Now if you have studied algorithms the first thing that could come to your mind while reading the article is “Does the author know what an algorithm is?” or maybe “Facebook news feed is an algorithm?” because if Facebook news feed is an algorithm then you could eventually classify almost everything as an algorithm. So I’m going to try to explain in this post what an algorithm is and which are the real 10 (or maybe more ) algorithms that rule our world.
Informally, an algorithm is any well-defined computational procedure that takes some value, or set of values, as input and produces some value, or set of values, as output. An algorithm is thus a sequence of computational steps that transform the input into the output. Source: Thomas H. Cormen, Chales E. Leiserson (2009), Introduction to Algorithms 3rd edition.
In simple terms, it is possible to say that an algorithm is a sequence of steps which allow solving a certain task ( Yes, not just computers use algorithms, humans also use them). Now, an algorithm should have three important characteristics to be considered valid:
Also, it is important to point out that algorithms are not just used in Computing Sciences but are a mathematical entity. In fact, the first recorded mathematical algorithms that we have date from 1600 BC — Babylonians develop earliest known algorithms for factorization and finding square roots. So here we have the first problem with the post mentioned before, it treats algorithms as computing entities, but if you take the formal meaning of the word the real top 10 algorithms that rule the world can be found in a book of arithmetic (addition, subtraction, product, etc).
But let’s take computing algorithms as our definition of an algorithm in this post, so the question remains: Which are the 10 algorithms that rule the world? Here I’ve put together a little list, in no particular order.

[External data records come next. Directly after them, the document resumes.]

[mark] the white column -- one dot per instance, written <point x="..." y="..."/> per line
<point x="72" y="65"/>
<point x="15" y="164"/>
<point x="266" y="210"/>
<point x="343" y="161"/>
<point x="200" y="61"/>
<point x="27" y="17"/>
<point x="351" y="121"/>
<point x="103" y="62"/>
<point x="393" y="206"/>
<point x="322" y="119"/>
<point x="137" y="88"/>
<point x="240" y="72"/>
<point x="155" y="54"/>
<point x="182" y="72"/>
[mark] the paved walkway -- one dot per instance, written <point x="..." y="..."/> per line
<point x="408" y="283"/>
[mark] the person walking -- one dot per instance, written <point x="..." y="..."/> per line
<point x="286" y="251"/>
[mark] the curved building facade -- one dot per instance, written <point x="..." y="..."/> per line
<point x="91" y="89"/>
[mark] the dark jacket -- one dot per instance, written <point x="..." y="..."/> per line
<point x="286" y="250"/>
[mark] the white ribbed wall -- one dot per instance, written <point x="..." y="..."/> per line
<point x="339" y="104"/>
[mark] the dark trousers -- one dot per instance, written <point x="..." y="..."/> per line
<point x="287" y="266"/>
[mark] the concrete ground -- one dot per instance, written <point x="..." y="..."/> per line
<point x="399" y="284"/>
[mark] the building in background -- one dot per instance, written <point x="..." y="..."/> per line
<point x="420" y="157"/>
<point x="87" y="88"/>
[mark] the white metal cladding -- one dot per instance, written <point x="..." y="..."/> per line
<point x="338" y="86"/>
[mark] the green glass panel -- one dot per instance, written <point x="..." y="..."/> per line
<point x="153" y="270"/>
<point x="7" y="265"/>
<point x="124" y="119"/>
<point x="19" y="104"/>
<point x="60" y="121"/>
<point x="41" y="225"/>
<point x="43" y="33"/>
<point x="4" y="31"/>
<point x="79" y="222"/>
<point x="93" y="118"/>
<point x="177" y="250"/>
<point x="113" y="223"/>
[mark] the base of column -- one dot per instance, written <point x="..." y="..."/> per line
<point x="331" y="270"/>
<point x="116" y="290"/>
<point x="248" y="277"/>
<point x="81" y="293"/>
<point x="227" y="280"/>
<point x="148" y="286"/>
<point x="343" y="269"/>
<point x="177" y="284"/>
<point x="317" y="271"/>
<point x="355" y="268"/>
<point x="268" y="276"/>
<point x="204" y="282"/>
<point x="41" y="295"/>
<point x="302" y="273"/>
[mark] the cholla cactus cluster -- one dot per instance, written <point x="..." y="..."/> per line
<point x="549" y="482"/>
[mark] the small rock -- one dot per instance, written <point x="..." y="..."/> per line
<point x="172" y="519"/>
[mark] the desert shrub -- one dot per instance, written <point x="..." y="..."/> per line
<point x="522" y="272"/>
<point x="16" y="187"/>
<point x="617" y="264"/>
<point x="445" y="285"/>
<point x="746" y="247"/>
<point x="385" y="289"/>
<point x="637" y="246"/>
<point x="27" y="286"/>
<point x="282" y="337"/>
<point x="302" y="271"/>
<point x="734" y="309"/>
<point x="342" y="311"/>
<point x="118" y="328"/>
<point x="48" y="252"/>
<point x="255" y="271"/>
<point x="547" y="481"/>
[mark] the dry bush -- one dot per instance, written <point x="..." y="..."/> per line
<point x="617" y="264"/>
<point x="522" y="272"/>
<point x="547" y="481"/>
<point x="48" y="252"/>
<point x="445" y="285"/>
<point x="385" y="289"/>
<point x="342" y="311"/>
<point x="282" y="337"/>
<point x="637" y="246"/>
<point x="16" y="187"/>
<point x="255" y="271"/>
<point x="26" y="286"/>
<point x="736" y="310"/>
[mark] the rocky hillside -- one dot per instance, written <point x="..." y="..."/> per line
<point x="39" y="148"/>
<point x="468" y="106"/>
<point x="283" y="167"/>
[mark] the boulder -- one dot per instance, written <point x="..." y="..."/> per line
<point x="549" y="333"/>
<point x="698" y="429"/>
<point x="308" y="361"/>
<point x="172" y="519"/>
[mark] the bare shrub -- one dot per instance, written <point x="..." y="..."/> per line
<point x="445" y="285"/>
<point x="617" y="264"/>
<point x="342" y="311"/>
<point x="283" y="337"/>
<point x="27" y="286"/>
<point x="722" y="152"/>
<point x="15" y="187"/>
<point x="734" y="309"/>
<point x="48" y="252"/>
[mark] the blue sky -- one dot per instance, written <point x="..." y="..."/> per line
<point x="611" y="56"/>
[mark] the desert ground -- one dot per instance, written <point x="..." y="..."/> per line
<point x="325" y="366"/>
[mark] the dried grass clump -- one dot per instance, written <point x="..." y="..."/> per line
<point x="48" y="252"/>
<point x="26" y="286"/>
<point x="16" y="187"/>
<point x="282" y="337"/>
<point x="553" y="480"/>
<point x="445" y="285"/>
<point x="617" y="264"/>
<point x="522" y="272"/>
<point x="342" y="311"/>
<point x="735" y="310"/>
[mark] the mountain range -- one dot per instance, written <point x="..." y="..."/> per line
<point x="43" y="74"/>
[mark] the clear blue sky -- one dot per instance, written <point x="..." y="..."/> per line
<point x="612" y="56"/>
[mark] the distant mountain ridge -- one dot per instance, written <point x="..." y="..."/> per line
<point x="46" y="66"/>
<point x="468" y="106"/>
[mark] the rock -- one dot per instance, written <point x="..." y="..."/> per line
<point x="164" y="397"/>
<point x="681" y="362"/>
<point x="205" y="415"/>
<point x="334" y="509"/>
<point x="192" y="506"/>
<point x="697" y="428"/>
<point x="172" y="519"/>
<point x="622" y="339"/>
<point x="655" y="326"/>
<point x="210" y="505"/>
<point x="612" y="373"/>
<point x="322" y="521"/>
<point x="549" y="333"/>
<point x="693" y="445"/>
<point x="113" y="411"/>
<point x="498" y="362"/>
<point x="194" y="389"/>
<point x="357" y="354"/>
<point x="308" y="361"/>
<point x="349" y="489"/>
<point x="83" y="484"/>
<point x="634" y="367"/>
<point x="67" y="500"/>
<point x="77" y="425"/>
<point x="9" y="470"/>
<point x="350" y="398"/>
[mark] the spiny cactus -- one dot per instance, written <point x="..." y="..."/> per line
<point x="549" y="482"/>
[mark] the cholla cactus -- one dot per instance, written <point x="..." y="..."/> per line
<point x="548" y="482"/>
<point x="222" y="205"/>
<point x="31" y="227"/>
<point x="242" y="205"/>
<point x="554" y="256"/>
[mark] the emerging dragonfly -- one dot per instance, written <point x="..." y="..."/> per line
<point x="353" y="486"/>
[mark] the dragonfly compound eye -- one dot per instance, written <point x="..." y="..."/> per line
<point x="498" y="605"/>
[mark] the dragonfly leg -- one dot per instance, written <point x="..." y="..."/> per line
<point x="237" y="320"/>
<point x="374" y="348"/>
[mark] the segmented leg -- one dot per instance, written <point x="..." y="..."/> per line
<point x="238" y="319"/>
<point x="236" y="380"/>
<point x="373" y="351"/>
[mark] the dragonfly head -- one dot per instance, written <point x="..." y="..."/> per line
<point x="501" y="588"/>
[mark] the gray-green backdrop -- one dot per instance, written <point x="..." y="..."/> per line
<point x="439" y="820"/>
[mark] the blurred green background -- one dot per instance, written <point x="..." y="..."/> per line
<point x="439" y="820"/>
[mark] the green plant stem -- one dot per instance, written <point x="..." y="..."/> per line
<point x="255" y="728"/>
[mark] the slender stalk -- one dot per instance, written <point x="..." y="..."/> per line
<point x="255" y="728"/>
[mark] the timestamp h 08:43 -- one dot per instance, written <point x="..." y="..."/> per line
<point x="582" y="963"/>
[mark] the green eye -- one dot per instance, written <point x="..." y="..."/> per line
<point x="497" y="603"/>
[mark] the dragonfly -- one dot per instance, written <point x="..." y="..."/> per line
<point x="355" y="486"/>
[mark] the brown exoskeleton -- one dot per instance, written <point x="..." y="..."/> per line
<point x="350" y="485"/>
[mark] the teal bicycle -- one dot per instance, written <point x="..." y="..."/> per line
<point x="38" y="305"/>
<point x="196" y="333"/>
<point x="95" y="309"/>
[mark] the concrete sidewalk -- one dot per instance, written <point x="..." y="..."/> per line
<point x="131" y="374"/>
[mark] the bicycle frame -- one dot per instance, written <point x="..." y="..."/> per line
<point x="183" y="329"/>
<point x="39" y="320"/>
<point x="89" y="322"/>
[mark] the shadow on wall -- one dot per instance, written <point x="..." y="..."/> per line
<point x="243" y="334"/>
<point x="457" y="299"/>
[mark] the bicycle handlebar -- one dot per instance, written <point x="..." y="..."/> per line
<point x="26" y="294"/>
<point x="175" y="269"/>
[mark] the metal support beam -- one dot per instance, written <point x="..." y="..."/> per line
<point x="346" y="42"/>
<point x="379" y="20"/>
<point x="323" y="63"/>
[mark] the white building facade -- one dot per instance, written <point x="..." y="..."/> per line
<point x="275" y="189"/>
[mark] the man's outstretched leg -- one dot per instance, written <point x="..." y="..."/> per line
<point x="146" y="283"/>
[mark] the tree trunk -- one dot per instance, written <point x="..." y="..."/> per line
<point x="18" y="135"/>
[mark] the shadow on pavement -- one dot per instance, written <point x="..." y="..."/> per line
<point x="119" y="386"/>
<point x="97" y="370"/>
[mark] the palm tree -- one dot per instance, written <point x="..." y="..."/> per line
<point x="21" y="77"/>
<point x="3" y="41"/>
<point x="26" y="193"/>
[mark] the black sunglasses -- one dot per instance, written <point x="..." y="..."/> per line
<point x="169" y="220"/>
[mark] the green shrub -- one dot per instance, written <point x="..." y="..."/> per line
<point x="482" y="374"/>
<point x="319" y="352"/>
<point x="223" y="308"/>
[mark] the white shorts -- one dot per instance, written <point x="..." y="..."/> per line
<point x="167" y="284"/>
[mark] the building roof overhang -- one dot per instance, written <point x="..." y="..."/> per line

What is the best algorithm to sort elements? It depends on what you need, and that’s why I put the three more frequently used sort algorithms in the same place; maybe you have a preference for one, but all of them are equally important.
The Merge Sort algorithm is by far one of the most important algorithms that we have today. It is a comparison-based sorting algorithm that uses the divide-and-conquer approach to solving a problem that once was an O(n²). It was invented by the mathematician John von Neumann in 1945.
A quick sort is a different approach to the sorting problem, it can use in-place partition algorithms and is a divide and conquer algorithm as well. The problem with this algorithm is that is not a stable sort but is really efficient for sorting RAM-based arrays.
Finally, Heap Sort algorithm uses a priority queue that reduces the search time in the data. This algorithm is also an in-place algorithm and is not a stable sort.
These algorithms are a big improvement over other approaches previously used like bubble sort, in fact, it is thanks to them that today we have Data mining, artificial intelligence, link analysis and most of the computing tools in the world including the web.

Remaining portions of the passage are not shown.